# Reference request: optimizing procedures on lists in dynamic languages by performing safety checks in advance

For my science fair project, I implemented an optimization to Python's sort routine. The idea is to move the safety checks that have to be carried out during each comparison, e.g. type checks and character-width checks, outside of the sort loop and just get them all done in one pass. An optimized comparison function is then selected from a portfolio based on the results of the checks. So, for example, if the checks determine that all the objects are of the same type, the selected comparison function can skip the usually-required "are the object types compatible" check. Etc.

I have to write this up as a paper, and am currently working on a literature review. Are there any papers describing similar techniques in other dynamic languages/generally?
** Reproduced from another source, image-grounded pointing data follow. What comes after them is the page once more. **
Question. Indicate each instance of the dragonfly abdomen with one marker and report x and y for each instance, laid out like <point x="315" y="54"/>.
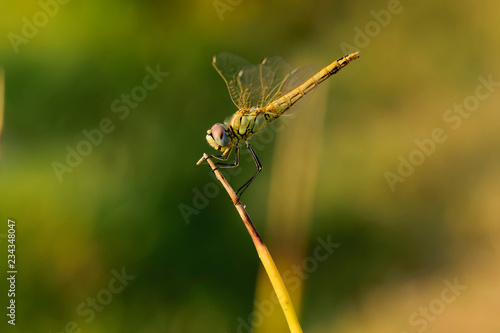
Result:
<point x="282" y="104"/>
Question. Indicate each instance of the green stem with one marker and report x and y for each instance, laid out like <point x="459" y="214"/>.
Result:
<point x="264" y="255"/>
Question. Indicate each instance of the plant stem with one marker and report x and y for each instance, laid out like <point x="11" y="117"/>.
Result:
<point x="264" y="255"/>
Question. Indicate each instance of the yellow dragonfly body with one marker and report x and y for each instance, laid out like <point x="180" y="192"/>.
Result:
<point x="262" y="94"/>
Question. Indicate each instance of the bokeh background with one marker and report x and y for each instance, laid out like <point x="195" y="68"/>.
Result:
<point x="138" y="207"/>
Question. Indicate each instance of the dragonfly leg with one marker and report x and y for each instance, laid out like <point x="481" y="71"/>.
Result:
<point x="259" y="168"/>
<point x="225" y="158"/>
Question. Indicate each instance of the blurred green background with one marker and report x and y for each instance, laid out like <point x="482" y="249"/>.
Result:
<point x="132" y="206"/>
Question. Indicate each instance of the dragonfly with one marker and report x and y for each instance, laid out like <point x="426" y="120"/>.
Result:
<point x="262" y="93"/>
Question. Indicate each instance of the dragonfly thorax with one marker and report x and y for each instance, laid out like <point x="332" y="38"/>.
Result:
<point x="220" y="138"/>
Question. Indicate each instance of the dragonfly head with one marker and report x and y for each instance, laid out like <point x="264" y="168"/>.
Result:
<point x="219" y="138"/>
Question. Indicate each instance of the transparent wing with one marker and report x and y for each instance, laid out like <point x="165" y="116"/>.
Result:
<point x="257" y="85"/>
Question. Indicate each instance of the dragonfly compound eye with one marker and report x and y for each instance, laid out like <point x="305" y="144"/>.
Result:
<point x="219" y="135"/>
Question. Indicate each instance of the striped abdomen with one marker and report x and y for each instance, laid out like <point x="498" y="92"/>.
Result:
<point x="282" y="104"/>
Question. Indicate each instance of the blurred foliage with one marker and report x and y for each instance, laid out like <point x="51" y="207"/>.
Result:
<point x="120" y="206"/>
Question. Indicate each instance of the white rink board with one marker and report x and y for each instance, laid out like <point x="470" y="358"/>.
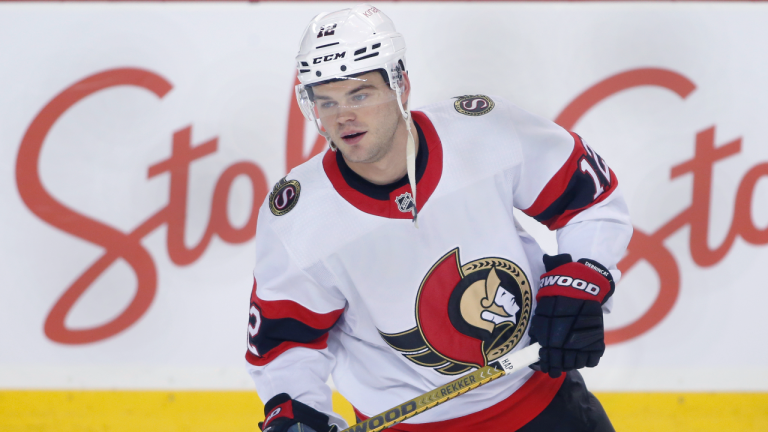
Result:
<point x="227" y="71"/>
• While this isn't directly related, hopefully it can help point you in potentially useful directions. This is somewhat reminiscent of inline-caching for many JIT/dynamic compilers. The idea is to profile traces that are potentially "hot" into buckets indexed by their properties (e.g. list of ints, list of strings, mixed list, etc). Given these buckets, we then dynamically generate code that are optimized for each property set and cache them accordingly. As a result, the Just-In-Time literature contains quite a few optimizations that more or less fits into your mold. Happy reference-hunting! – Lee Nov 14 '16 at 4:31
• @LeeGao That sounds exactly like what I'm doing, except the "hot" traces are hard-coded, and we don't dynamically generate anything but rather hard-code the optimized traces as well; what's a good survey paper/landmark paper for this technique? I tried googling "JIT buckets" but couldn't find anything :) – Elliot Gorokhovsky Nov 14 '16 at 4:44
• "Inline caching" should give you a few good results. "Bucket" is just a word I use whenever I try to explain it to friends and coworkers. :P – Lee Nov 14 '16 at 5:56
• @LeeGao :) Ya, thanks. I now see that what I'm doing is literally exactly what inline caching is. Good to know! – Elliot Gorokhovsky Nov 14 '16 at 6:08

In a totally different vein, there's a general technique called polymorphic inline caching (pioneered by the Self team and covered, among many other things, in Craig Chamber's thesis) and more generally adaptive optimization that is used in some virtual machines. Polymorphic inline caching solves the problem that if we do a dynamic dispatch, then we are jumping to some completely unknown code, and thus we can't inline it and optimize it and the current function. The solution is simple: just do an if to test if we are in some specific case, and if so, we can inline that code, else we do the dynamic dispatch. The problem is there is an unbounded, unknown number of possible cases. This isn't a problem, though, for a Just-In-Time (JIT) compiler which can just do this for the cases actually seen at runtime.